Unsere Studie ist die erste, die die Folgen einer großen
Bandbreite von Kombinationen von Klima- und Atompolitik
untersucht“, sagt Leitautor Nico Bauer. Einschränkungen der
Kernkraft könnten von der Politik beschlossen werden, aber auch
auf Bestimmungen von Sicherheitsbehörden zurückgehen. Dann
müssten die nuklearen Kapazitäten zur Energieerzeugung ersetzt
werden – fossile
Brennstoffe aber könnten sich verteuern, wenn zugleich
CO2-Emissionen aus Gründen des Klimaschutzes einen Preis
bekommen, das ist der Kern der Bedenken.
„Im Falle einer beschränkten Nutzung von Kernkraft würde ein flexibles Budget für CO2-Emmissionen
kurzfristig einen höheren Ausstoß von Treibhausgasen erlauben,
der aus einem Anstieg der Energieerzeugung aus Erdgas statt
Kernkraft resultiert“, sagt Bauer. Zusammen mit einer
Verringerung des Energiebedarfs und der Verbesserung der
Energieeffizienz könnte dies helfen, die Lücke in der
Stromerzeugung zu füllen. Der Gaspreis wird sich der Studie
zufolge durch einen Rückgang des Bedarfs vermindern. Die
Stilllegung bereits existierender Kernkraftwerke würde zudem
Instandhaltungs- und Modernisierungskosten vermeiden, die zur
Verlängerung der Betriebszeiten älterer Kernkraftwerke entstehen
würden. Verluste der Weltwirtschaftsleistung durch das
vorzeitige Stilllegen von Kernkraftwerken entsprechen etwa 10
Prozent der Kosten für Klimaschutz, so die Autoren. Werden keine neuen Kernkraftwerke zugelassen, würden sich
die Kosten auf bis zu 20 Prozent belaufen.

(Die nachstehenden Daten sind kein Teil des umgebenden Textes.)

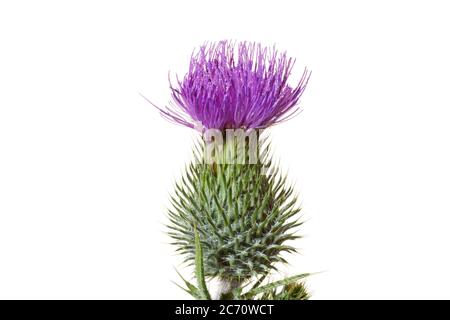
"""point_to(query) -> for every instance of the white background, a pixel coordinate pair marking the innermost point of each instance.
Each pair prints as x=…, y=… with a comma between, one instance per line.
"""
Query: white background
x=86, y=164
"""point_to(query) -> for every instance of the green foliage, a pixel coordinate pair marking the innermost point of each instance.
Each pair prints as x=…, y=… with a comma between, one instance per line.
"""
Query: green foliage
x=199, y=270
x=231, y=220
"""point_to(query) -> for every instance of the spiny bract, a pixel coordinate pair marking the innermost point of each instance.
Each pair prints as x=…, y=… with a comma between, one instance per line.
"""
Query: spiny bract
x=243, y=216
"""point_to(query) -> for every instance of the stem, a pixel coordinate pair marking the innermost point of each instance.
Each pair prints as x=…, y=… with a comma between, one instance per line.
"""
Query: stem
x=225, y=289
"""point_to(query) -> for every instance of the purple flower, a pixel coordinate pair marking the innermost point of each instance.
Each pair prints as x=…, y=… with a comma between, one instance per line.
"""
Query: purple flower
x=231, y=85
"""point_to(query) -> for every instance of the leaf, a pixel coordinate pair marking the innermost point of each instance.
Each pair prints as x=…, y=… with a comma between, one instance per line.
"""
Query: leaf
x=199, y=270
x=253, y=292
x=191, y=289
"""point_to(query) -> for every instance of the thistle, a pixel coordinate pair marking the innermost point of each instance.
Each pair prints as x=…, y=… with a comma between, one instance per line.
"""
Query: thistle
x=232, y=213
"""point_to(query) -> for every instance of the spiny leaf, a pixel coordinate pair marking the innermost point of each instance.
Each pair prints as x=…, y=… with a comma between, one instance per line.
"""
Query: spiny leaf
x=199, y=270
x=253, y=292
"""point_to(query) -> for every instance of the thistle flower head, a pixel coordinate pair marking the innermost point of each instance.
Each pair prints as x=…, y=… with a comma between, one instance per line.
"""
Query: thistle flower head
x=233, y=85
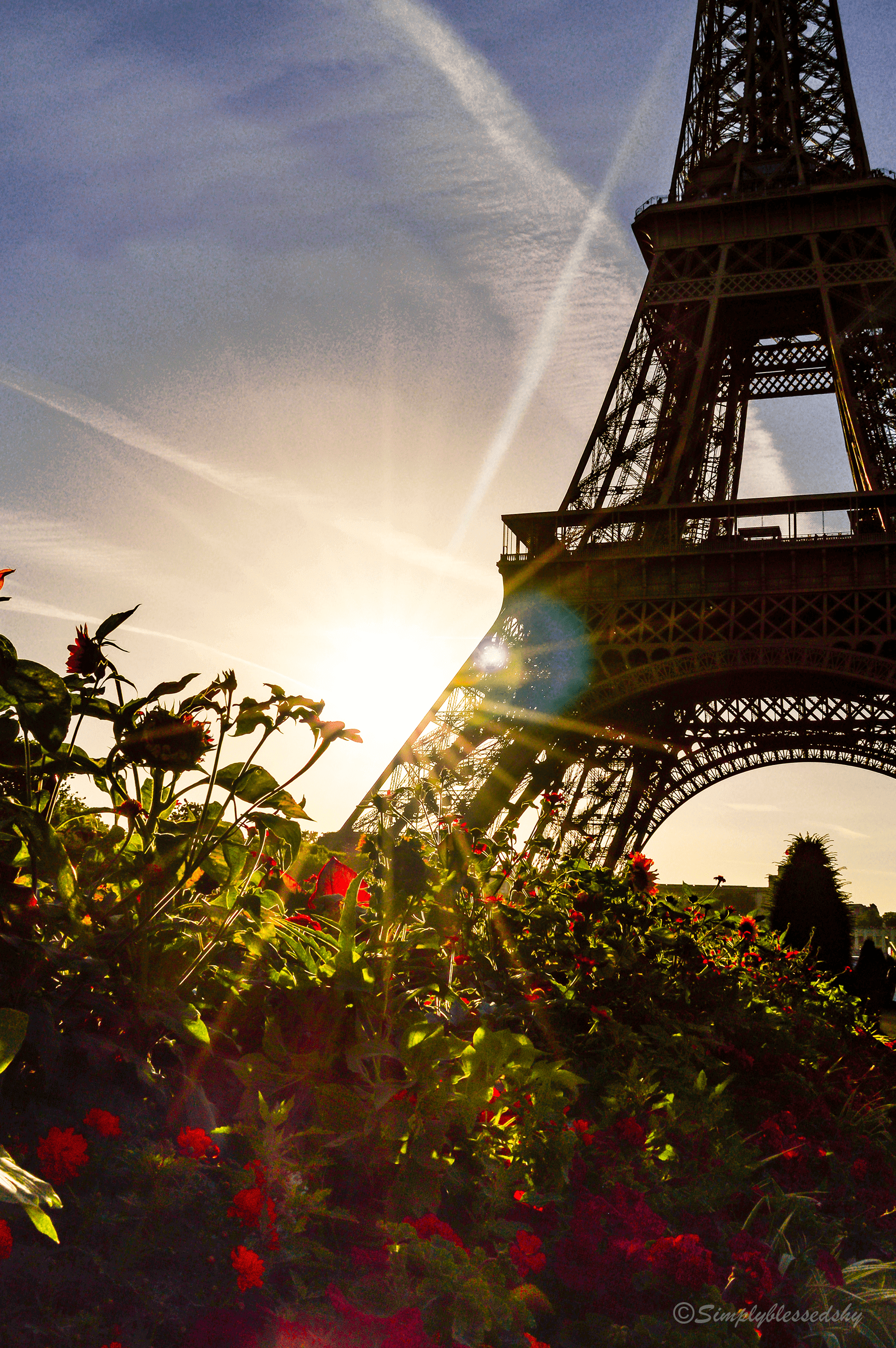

Für ihre Studie haben die Wissenschaftler
verschiedene Optionen der Atompolitik analysiert. Die Bandbreite
der untersuchten Szenarien reicht von der „Renaissance“, mit
einer vollen Ausnutzung bereits bestehender Kraftwerke und ihrer
Modernisierung zur Laufzeitverlängerung plus Investitionen in
neue Kernkraftwerke, bis zu „Kompletter Ausstieg“, bei dem
bestehende Kraftwerke stillgelegt werden und es keine
Investitionen in neue Kernkraft gibt. Jedem Szenario wurde eine
Klimapolitik gegenübergestellt, die ein flexibles globales CO2-Budget
mit einbezieht. Mit diesem Budget wird ein Preis für
Kohlendioxid-Emissionen festgesetzt. Insgesamt sind die
Kohlendioxid-Emissionen des globalen Energiesektors dabei von
2005 bis Ende des Jahrhunderts auf 300 Gigatonnen Kohlenstoff
begrenzt. Dies repräsentiert eine Klimaschutzpolitik, die dem
Zwei-Grad-Ziel entspricht.
„Ein überraschendes Ergebnis unserer Studie ist, dass
es im Hinblick auf Verluste der Weltwirtschaftsleistung kaum
einen Unterschied zwischen einer ‚Renaissance’ und einem
‚Kompletten Ausstieg’ gibt“, sagt Bauer. Während der
stufenweise
Ausstieg aus der Kernkraft ohne Klimaschutz mit CO2-Budget
nur sehr geringe Effekte auf die Weltwirtschaftsleistung hätte,
würde ein verbindliches CO2-Budget
ohne gleichzeitige Einschränkung der Kernkraft eine
Verringerung des Welt-Bruttoinlandsprodukts um 2,1 Prozent bis
2050 bedeuten. Durch einen zusätzlichen stufenweisen Ausstieg
aus der Kernkraft stiege dieser Verlust den Berechnungen zufolge
bis 2050 um etwa 0,2 Prozentpunkte. Er hätte also nur wenig
zusätzliche Folgen für die Wirtschaft, da der Beitrag der
Atomkraft zur Energieerzeugung relativ leicht durch alternative
Technologien – darunter auch der verstärkte Einsatz erneuerbarer
Energien – aufgefangen werden kann.
Artikel: Bauer, N., Brecha, R.J., Luderer, G.
(2012): Economics of nuclear power and climate change mitigation
policies. Proceedings of the National Academy of Sciences
(Early Edition) [DOI: 10.1073/pnas.1201264109]
Weblink zum Artikel: www.pnas.org/cgi/doi/10.1073/pnas.1201264109.